= Nature reserve (Australia) =

Protected area designation in some Australian states

Nature reserve (Australia) is the title of a type of protected area used in the Australian jurisdictions of the Australian Capital Territory, New South Wales, Tasmania and Western Australia. The term “nature reserve” is defined by state and territory statutes rather than by a single national statute. As of 2014, 1767 (or ) out of a total of 10339 protected areas listed within the Australian National Reserve System were “nature reserves.”

==Extent of use on Australia==
The term “nature reserves” is only used in the Australian Capital Territory, New South Wales, Tasmania and Western Australia.

As of 2014, 1767 protected areas whose titles include the words “nature reserve” have been listed on the National Reserve System with a total area of 113382.42 ha or 1.47% of the Australian territorial area. This compares with the National Reserve System’s total inventory of 10339 protected areas that have a total area of 1375015.51 km2 or 17.88% of the Australian territorial area.

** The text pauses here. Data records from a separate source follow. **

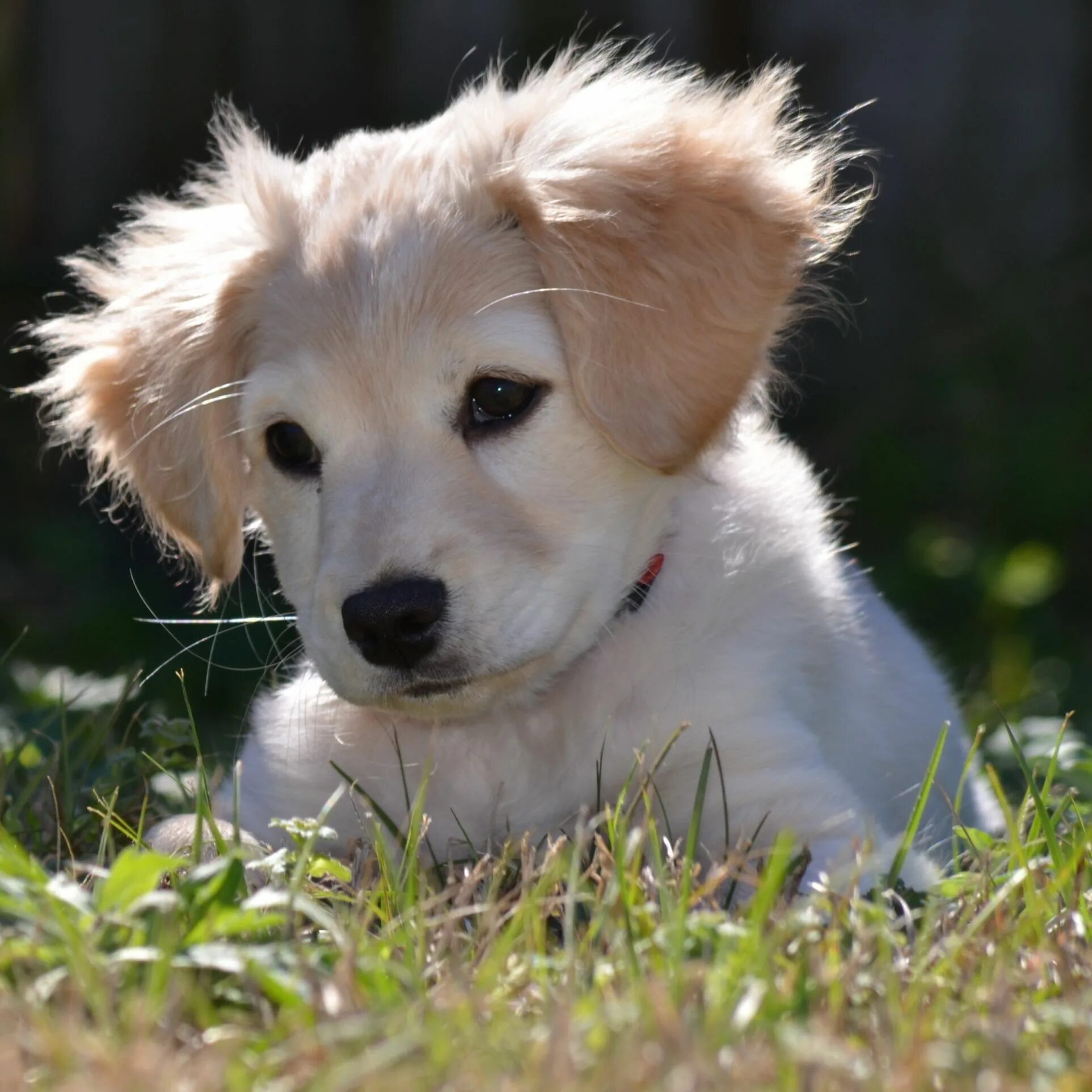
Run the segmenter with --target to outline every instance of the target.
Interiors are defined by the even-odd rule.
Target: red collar
[[[619,614],[628,610],[640,610],[644,606],[644,601],[649,597],[649,592],[652,591],[652,585],[656,582],[656,577],[660,575],[660,570],[663,567],[664,555],[653,554],[649,558],[649,563],[644,567],[644,572],[641,573],[637,582],[626,593],[626,598],[622,600]]]

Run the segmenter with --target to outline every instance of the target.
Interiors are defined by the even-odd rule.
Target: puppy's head
[[[786,117],[609,51],[302,163],[234,117],[178,201],[73,259],[39,328],[58,435],[213,583],[247,511],[344,698],[533,692],[656,551],[859,194]]]

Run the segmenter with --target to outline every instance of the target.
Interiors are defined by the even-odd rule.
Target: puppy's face
[[[136,206],[38,328],[62,440],[213,586],[257,513],[349,701],[467,715],[589,649],[675,483],[863,204],[768,70],[609,50],[299,163],[219,159]]]
[[[513,226],[380,213],[256,292],[249,507],[349,701],[451,716],[534,691],[655,549],[674,479],[589,420],[544,287]]]

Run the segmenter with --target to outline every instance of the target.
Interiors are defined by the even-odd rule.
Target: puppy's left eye
[[[322,466],[314,441],[294,420],[278,420],[265,429],[265,450],[273,465],[286,474],[313,477]]]
[[[541,390],[535,383],[484,376],[471,383],[466,392],[468,424],[480,428],[515,420],[534,405]]]

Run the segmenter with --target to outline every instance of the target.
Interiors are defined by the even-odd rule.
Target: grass
[[[192,726],[68,681],[0,689],[7,1087],[1089,1087],[1092,756],[1061,725],[987,741],[1008,832],[953,831],[936,890],[805,897],[787,838],[704,866],[697,818],[667,838],[656,761],[569,836],[461,862],[402,854],[408,787],[405,830],[358,800],[347,863],[322,816],[260,860],[164,857],[140,835],[205,792]]]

==Australian Capital Territory==

In the Australian Capital Territory, the term “nature reserve” appears in the following legislation - the Nature Conservation Act 2014 and the Planning and Development Act 2007 with the former defining the term as “an area of public land reserved in the territory plan for a nature reserve under the Planning and Development Act 2007” while the latter defines it as one of the purposes for which “public land may be reserved in the territory plan.”

As of 2014, a total of 43 nature reserves are listed as part of the National Reserve System with a total area of 234.71 km2.

==New South Wales==

In New South Wales, a nature reserve is defined by the National Parks and Wildlife Act 1974 as land being reserved to “identify, protect and conserve areas containing outstanding, unique or representative ecosystems, species, communities or natural phenomena.”

As of 2014, a total of 418 nature reserves have been listed as part of the New South Wales contribution to the National Reserve System with a total area of 9514.67 km2.

==Tasmania==

In Tasmania, a nature reserve is defined in two statutes - the Nature Conservation Act 2002 and the National Parks and Reserves Management Act 2002. The first statute defines a nature reserve in respect to “an area of land” as “the conservation of the natural biological diversity or geological diversity of the area of land, or both, and the conservation of the natural values of that area of land that are unique, important or have representative value.” The second statute includes a list of seven objectives for the management of nature reserves concerned with matters such as “natural biological diversity”, “geological diversity”, water quality & catchment protection, “sites or areas of cultural significance”, education, research, protection & rehabilitation, and engagement with Aboriginal people.

As of 2014, a total of 80 nature reserves have been listed as part of the Tasmanian contribution to the National Reserve System with a total area of 1107.75 km2.

==Western Australia==

In Western Australia, a nature reserve is defined in the Conservation and Land Management Act 1984 as being used for land which has been vested in a government agency known as the Conservation Commission either by a person or persons, or by other state legislation where land has been reserved for “ the conservation of flora or fauna, or both flora and fauna.”

As of 2014, a total of 1226 nature reserves have been listed as part of the Western Australian contribution to the National Reserve System with a total area of 102525.28 km2.